For those avoiding this because of the celebrated Miike violence, don't. The film contains the odd fistfight here are there. Swords are drawn in the movie (three times, if memory serves), but no heads or other limbs get lopped off, no one gets more than a black eye and a nosebleed, and no small animals spontaneously explode. This may, in fact, be Takashi Miike's least violent film to date, so if you've been wondering what all the fuss is about but scared away by the gore factor, this is the perfect place to get an eyeful.

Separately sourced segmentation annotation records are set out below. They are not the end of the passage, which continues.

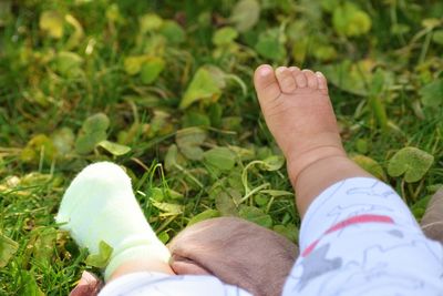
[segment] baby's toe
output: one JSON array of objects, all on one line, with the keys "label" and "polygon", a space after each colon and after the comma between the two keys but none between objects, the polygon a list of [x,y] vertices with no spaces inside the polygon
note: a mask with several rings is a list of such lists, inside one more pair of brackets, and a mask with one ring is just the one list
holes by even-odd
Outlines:
[{"label": "baby's toe", "polygon": [[262,64],[257,68],[254,73],[254,84],[260,103],[277,99],[281,94],[274,69],[269,64]]},{"label": "baby's toe", "polygon": [[317,76],[318,89],[324,94],[328,94],[328,81],[326,80],[323,73],[316,72],[316,76]]},{"label": "baby's toe", "polygon": [[292,75],[293,75],[293,79],[296,80],[297,88],[302,89],[302,88],[308,86],[308,80],[307,80],[303,71],[300,71],[300,70],[295,71],[292,73]]},{"label": "baby's toe", "polygon": [[291,93],[297,89],[296,81],[293,80],[291,71],[286,67],[279,67],[276,70],[276,76],[280,90],[284,93]]},{"label": "baby's toe", "polygon": [[309,69],[306,69],[301,72],[306,76],[308,88],[317,90],[318,88],[317,75]]}]

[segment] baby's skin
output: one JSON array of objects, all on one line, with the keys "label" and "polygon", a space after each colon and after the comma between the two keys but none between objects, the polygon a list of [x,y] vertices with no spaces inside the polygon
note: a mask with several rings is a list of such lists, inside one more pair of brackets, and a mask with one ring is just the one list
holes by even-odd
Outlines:
[{"label": "baby's skin", "polygon": [[287,160],[301,216],[333,183],[371,177],[347,157],[322,73],[264,64],[254,83],[266,123]]}]

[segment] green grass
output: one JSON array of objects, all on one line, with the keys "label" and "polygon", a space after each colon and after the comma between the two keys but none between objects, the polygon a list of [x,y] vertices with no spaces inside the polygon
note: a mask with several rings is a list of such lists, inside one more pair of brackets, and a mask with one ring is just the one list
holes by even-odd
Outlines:
[{"label": "green grass", "polygon": [[[235,21],[237,2],[0,3],[0,295],[66,295],[96,272],[54,223],[69,182],[95,161],[127,169],[165,242],[205,215],[296,241],[293,196],[269,192],[291,188],[251,85],[264,62],[323,71],[348,152],[420,218],[443,183],[443,3],[261,0],[259,19]],[[244,3],[251,13],[257,2]],[[429,170],[408,163],[424,170],[410,183],[388,172],[408,146],[433,156]]]}]

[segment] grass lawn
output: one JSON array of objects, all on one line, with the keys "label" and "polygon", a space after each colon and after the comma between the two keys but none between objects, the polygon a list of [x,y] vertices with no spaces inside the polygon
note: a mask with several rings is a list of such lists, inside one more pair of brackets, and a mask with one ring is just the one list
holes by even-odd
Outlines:
[{"label": "grass lawn", "polygon": [[97,272],[58,229],[86,164],[124,166],[168,242],[240,216],[297,242],[260,63],[329,79],[349,154],[420,218],[443,184],[440,0],[2,0],[0,295],[66,295]]}]

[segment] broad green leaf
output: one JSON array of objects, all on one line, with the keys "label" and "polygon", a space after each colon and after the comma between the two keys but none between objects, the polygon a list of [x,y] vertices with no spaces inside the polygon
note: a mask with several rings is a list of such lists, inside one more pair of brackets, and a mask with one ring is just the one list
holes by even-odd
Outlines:
[{"label": "broad green leaf", "polygon": [[229,20],[239,32],[253,29],[260,17],[260,4],[257,0],[240,0],[233,8]]},{"label": "broad green leaf", "polygon": [[147,60],[141,69],[140,76],[145,84],[157,80],[159,73],[165,69],[165,61],[162,58],[152,58]]},{"label": "broad green leaf", "polygon": [[86,133],[106,131],[107,127],[110,127],[110,119],[104,113],[96,113],[89,116],[82,125],[83,131]]},{"label": "broad green leaf", "polygon": [[268,214],[265,214],[258,207],[241,205],[238,214],[240,215],[240,217],[250,221],[253,223],[256,223],[260,226],[264,226],[266,228],[272,227],[272,218]]},{"label": "broad green leaf", "polygon": [[97,268],[104,268],[106,267],[107,263],[111,259],[113,248],[106,242],[100,241],[99,243],[99,254],[90,254],[85,263],[86,265],[97,267]]},{"label": "broad green leaf", "polygon": [[70,51],[60,51],[54,60],[55,71],[66,78],[79,78],[83,74],[83,58]]},{"label": "broad green leaf", "polygon": [[153,206],[164,212],[161,214],[161,216],[175,216],[183,213],[183,205],[172,204],[172,203],[161,203],[154,200],[151,201]]},{"label": "broad green leaf", "polygon": [[254,201],[258,206],[265,206],[269,203],[270,196],[265,195],[265,194],[257,194],[254,196]]},{"label": "broad green leaf", "polygon": [[214,147],[203,154],[203,159],[222,171],[229,171],[235,165],[235,153],[227,147]]},{"label": "broad green leaf", "polygon": [[61,127],[56,130],[52,135],[52,143],[60,154],[66,154],[72,151],[74,146],[75,135],[69,127]]},{"label": "broad green leaf", "polygon": [[124,18],[122,17],[122,13],[120,11],[119,4],[116,3],[110,3],[106,8],[105,12],[106,19],[111,22],[123,22]]},{"label": "broad green leaf", "polygon": [[237,206],[233,197],[224,191],[216,193],[215,207],[220,212],[222,216],[238,216]]},{"label": "broad green leaf", "polygon": [[224,27],[217,30],[213,37],[213,43],[220,47],[233,43],[233,41],[238,37],[237,30],[233,27]]},{"label": "broad green leaf", "polygon": [[285,159],[282,156],[272,155],[272,156],[265,159],[262,161],[262,163],[260,163],[260,167],[261,167],[261,170],[271,172],[271,171],[280,170],[281,166],[284,166],[284,164],[285,164]]},{"label": "broad green leaf", "polygon": [[434,31],[434,33],[432,34],[432,41],[440,45],[443,45],[443,29]]},{"label": "broad green leaf", "polygon": [[148,55],[133,55],[124,60],[124,70],[130,75],[138,74],[142,71],[142,65],[150,59]]},{"label": "broad green leaf", "polygon": [[140,18],[140,31],[146,33],[162,27],[163,19],[155,13],[147,13]]},{"label": "broad green leaf", "polygon": [[161,232],[159,234],[157,234],[157,237],[158,237],[158,239],[163,243],[163,244],[165,244],[166,245],[166,243],[169,241],[169,234],[166,232],[166,231],[164,231],[164,232]]},{"label": "broad green leaf", "polygon": [[358,95],[368,95],[365,81],[372,80],[373,63],[370,60],[351,62],[343,60],[340,63],[328,64],[320,71],[328,78],[329,83],[347,92]]},{"label": "broad green leaf", "polygon": [[183,126],[210,126],[210,119],[206,113],[188,111],[183,116]]},{"label": "broad green leaf", "polygon": [[434,156],[416,147],[404,147],[398,151],[389,161],[388,174],[400,176],[404,174],[408,183],[420,181],[434,162]]},{"label": "broad green leaf", "polygon": [[0,233],[0,268],[8,265],[18,249],[18,243]]},{"label": "broad green leaf", "polygon": [[30,271],[20,271],[21,285],[17,295],[44,296]]},{"label": "broad green leaf", "polygon": [[279,37],[278,29],[264,31],[258,37],[255,50],[264,58],[281,62],[286,58],[286,49]]},{"label": "broad green leaf", "polygon": [[70,39],[66,42],[66,49],[73,49],[78,47],[84,38],[83,27],[72,14],[66,14],[65,20],[74,28],[74,32],[71,34]]},{"label": "broad green leaf", "polygon": [[202,222],[202,221],[205,221],[205,220],[208,220],[208,218],[216,218],[216,217],[219,217],[219,216],[220,216],[220,212],[218,212],[217,210],[209,208],[209,210],[206,210],[206,211],[204,211],[202,213],[198,213],[197,215],[192,217],[189,220],[189,222],[187,223],[187,226],[190,226],[193,224],[196,224],[198,222]]},{"label": "broad green leaf", "polygon": [[51,163],[58,155],[56,147],[52,140],[45,134],[33,136],[22,150],[20,159],[27,163],[38,163],[43,160]]},{"label": "broad green leaf", "polygon": [[166,171],[171,171],[178,164],[178,147],[175,144],[172,144],[166,152],[165,156],[165,169]]},{"label": "broad green leaf", "polygon": [[340,0],[320,0],[321,8],[327,12],[332,12],[336,7],[340,6]]},{"label": "broad green leaf", "polygon": [[358,165],[360,165],[364,171],[372,174],[373,176],[387,180],[387,175],[384,173],[383,167],[371,157],[364,155],[356,155],[351,157]]},{"label": "broad green leaf", "polygon": [[164,21],[159,30],[168,43],[179,44],[186,40],[186,33],[183,28],[175,21]]},{"label": "broad green leaf", "polygon": [[106,130],[110,126],[109,118],[103,113],[96,113],[83,122],[83,126],[75,141],[75,151],[80,154],[92,152],[95,146],[106,140]]},{"label": "broad green leaf", "polygon": [[437,79],[420,90],[422,103],[426,106],[443,104],[443,79]]},{"label": "broad green leaf", "polygon": [[175,142],[186,159],[199,161],[203,159],[200,145],[206,140],[206,132],[198,127],[187,127],[177,131]]},{"label": "broad green leaf", "polygon": [[97,143],[97,145],[101,146],[102,149],[106,150],[109,153],[111,153],[114,156],[121,156],[131,151],[131,147],[128,147],[126,145],[110,142],[107,140],[104,140],[100,143]]},{"label": "broad green leaf", "polygon": [[219,82],[205,68],[199,68],[183,95],[179,109],[200,100],[216,101],[222,94]]},{"label": "broad green leaf", "polygon": [[43,11],[40,16],[39,27],[42,31],[45,31],[48,35],[54,39],[63,37],[63,16],[58,11]]},{"label": "broad green leaf", "polygon": [[356,142],[356,149],[359,153],[361,154],[367,154],[368,150],[369,150],[369,144],[368,144],[368,140],[365,139],[359,139]]},{"label": "broad green leaf", "polygon": [[92,152],[100,142],[106,140],[106,137],[105,131],[80,134],[75,141],[75,151],[79,154],[87,154]]},{"label": "broad green leaf", "polygon": [[348,37],[362,35],[371,30],[371,18],[352,2],[344,2],[333,10],[332,24],[337,33]]}]

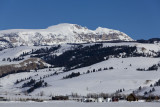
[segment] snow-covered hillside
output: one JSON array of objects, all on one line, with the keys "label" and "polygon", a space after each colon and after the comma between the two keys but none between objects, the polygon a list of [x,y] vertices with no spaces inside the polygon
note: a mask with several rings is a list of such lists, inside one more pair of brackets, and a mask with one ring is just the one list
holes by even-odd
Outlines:
[{"label": "snow-covered hillside", "polygon": [[[81,44],[82,47],[94,46],[95,43]],[[58,45],[55,45],[55,47]],[[114,93],[118,89],[125,89],[124,94],[129,94],[138,87],[143,87],[143,90],[138,94],[144,94],[147,90],[150,90],[150,84],[154,84],[160,79],[160,68],[157,70],[147,69],[153,65],[160,63],[159,57],[156,58],[157,52],[160,51],[159,44],[141,44],[141,43],[103,43],[103,47],[113,46],[129,46],[137,48],[137,53],[143,53],[143,57],[126,57],[122,58],[120,53],[117,58],[113,56],[108,60],[81,67],[74,70],[64,72],[64,67],[44,68],[39,70],[31,70],[31,72],[23,72],[10,74],[0,78],[0,93],[1,94],[24,94],[30,87],[22,87],[24,83],[34,79],[36,82],[41,79],[48,85],[35,89],[31,92],[31,95],[40,95],[43,93],[45,96],[50,95],[66,95],[71,93],[78,93],[80,95],[86,95],[88,93]],[[9,48],[0,51],[0,65],[18,64],[21,61],[25,61],[32,54],[27,54],[20,62],[17,61],[2,61],[4,58],[18,57],[24,52],[31,53],[33,50],[46,48],[49,50],[51,46],[21,46],[16,48]],[[54,46],[53,46],[54,47]],[[68,50],[74,50],[78,45],[63,44],[57,50],[49,53],[56,55],[56,57],[62,55]],[[120,47],[123,48],[123,47]],[[12,53],[11,53],[12,52]],[[35,54],[35,53],[34,53]],[[43,53],[44,54],[44,53]],[[42,54],[42,55],[43,55]],[[150,54],[150,56],[147,56]],[[48,54],[47,54],[48,55]],[[146,55],[146,56],[145,56]],[[72,59],[75,56],[72,57]],[[106,69],[107,68],[107,69]],[[144,71],[138,71],[138,68],[144,68]],[[73,78],[64,78],[72,73],[80,73],[79,76]],[[30,78],[30,79],[26,79]],[[18,82],[17,82],[18,80]],[[19,82],[20,81],[20,82]],[[17,83],[16,83],[17,82]],[[15,84],[16,83],[16,84]],[[153,94],[160,94],[160,87],[155,87]]]},{"label": "snow-covered hillside", "polygon": [[[97,41],[133,41],[118,30],[98,27],[90,30],[77,24],[58,24],[47,29],[12,29],[0,31],[0,47],[21,45],[53,45],[62,43],[87,43]],[[6,46],[7,48],[7,46]]]}]

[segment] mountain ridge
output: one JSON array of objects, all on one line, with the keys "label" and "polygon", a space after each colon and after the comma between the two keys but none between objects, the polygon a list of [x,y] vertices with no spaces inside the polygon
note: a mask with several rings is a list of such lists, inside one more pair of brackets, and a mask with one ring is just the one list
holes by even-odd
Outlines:
[{"label": "mountain ridge", "polygon": [[[98,27],[90,30],[77,24],[62,23],[46,29],[10,29],[0,31],[0,41],[12,46],[88,43],[99,41],[134,41],[118,30]],[[4,44],[3,43],[3,44]],[[2,43],[0,43],[2,45]]]}]

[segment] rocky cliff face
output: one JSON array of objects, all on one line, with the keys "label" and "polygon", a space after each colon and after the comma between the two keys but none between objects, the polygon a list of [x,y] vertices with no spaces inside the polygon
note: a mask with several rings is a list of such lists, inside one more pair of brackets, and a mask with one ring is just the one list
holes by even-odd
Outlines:
[{"label": "rocky cliff face", "polygon": [[133,41],[123,32],[98,27],[89,30],[76,24],[58,24],[47,29],[12,29],[0,31],[0,48],[21,45],[53,45],[98,41]]}]

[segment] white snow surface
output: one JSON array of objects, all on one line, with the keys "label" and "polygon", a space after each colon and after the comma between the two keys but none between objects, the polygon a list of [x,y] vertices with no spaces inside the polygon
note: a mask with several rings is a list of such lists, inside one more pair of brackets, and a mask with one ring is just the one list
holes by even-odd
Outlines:
[{"label": "white snow surface", "polygon": [[[84,46],[93,45],[84,44]],[[146,53],[160,50],[160,46],[157,44],[140,44],[140,43],[104,43],[103,46],[137,46],[139,52],[145,51]],[[0,60],[4,57],[15,57],[19,56],[23,52],[29,52],[32,49],[41,48],[36,46],[22,46],[16,48],[9,48],[3,51],[0,51]],[[143,48],[143,49],[142,49]],[[145,49],[144,49],[145,48]],[[71,45],[63,44],[60,49],[55,53],[60,55],[66,50],[72,49]],[[29,56],[28,56],[29,57]],[[26,57],[26,59],[28,58]],[[50,95],[66,95],[71,93],[78,93],[80,95],[86,95],[88,93],[114,93],[118,89],[125,89],[124,94],[129,94],[133,90],[138,89],[139,86],[144,87],[144,90],[139,94],[143,94],[144,91],[150,90],[150,84],[154,84],[157,80],[160,79],[160,69],[158,71],[137,71],[137,68],[148,68],[153,64],[158,64],[160,62],[159,58],[147,58],[147,57],[132,57],[132,58],[110,58],[109,60],[84,67],[75,69],[69,72],[63,72],[63,68],[48,68],[38,70],[38,72],[25,72],[10,74],[6,77],[0,78],[0,93],[1,94],[23,94],[22,92],[25,89],[22,89],[21,86],[24,82],[21,82],[17,85],[14,83],[16,80],[32,77],[35,80],[39,80],[40,77],[44,75],[50,75],[55,72],[61,72],[59,75],[50,76],[44,79],[45,82],[49,84],[48,87],[42,87],[36,89],[31,93],[32,96],[38,96],[39,93],[44,92],[45,96]],[[0,61],[0,65],[5,65],[4,61]],[[10,64],[10,63],[9,63]],[[131,66],[130,66],[131,64]],[[104,67],[113,67],[113,70],[102,70],[100,72],[94,72],[89,74],[83,74],[87,70],[99,69]],[[83,75],[80,75],[71,79],[62,79],[64,76],[71,74],[72,72],[80,72]],[[38,74],[38,76],[36,76]],[[146,83],[146,80],[149,80]],[[160,87],[155,87],[156,91],[153,94],[160,95]]]},{"label": "white snow surface", "polygon": [[0,102],[1,107],[159,107],[159,102],[81,103],[73,101]]},{"label": "white snow surface", "polygon": [[[113,35],[118,36],[113,37]],[[112,35],[103,39],[102,35]],[[118,30],[98,27],[90,30],[77,24],[62,23],[47,29],[10,29],[0,31],[0,40],[5,39],[13,46],[53,45],[63,43],[86,43],[96,41],[133,41],[127,34]]]}]

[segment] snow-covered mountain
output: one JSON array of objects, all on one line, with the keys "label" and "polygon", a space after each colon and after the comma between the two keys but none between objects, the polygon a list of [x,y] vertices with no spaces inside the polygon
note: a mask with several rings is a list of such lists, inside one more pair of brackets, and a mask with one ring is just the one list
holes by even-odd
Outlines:
[{"label": "snow-covered mountain", "polygon": [[133,41],[118,30],[98,27],[90,30],[77,24],[58,24],[47,29],[11,29],[0,31],[0,48],[11,46],[53,45],[98,41]]}]

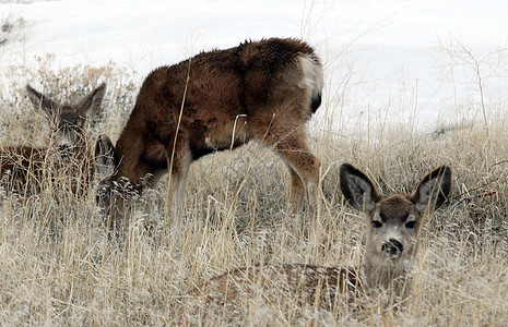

Sabu is a film not to be missed, both for the hardcore fan of recent Japanese cinema and the complete neophyte. As it's now available domestically on DVD, hopefully Takashi Miike will find himself with the far wider American audience he so richly deserves. ****

Sex in the air4
Young actors having already performed (separately) in Battle Royaleand Kisarazu Cat's Eye play same age young men in the story of the eighteenth century Japan, whose sexual jealousy is simply an other side of a mutual attraction and testosterone urges young people of both genders demonstrated slowly-slowly on a screen.

Also this movie is a sound departure from a Japanese-exported tradition of samurai fighting, murdering and vassal unrests mixed with less or more explicit sex (In the Realm of the Senses, Memoirs of a Geisha (Single Disc Version)) even the most similar genre movies such as Taboo, Yaji and Kita - The Midnight Pilgrims present, a reviewer felt himself already walking the streets of this village and sea shores depicted, and inside scenery of Japanese prison added valuably to his existing acquaintance with a topic.

It is better one time to see than dozen times to read a comment on.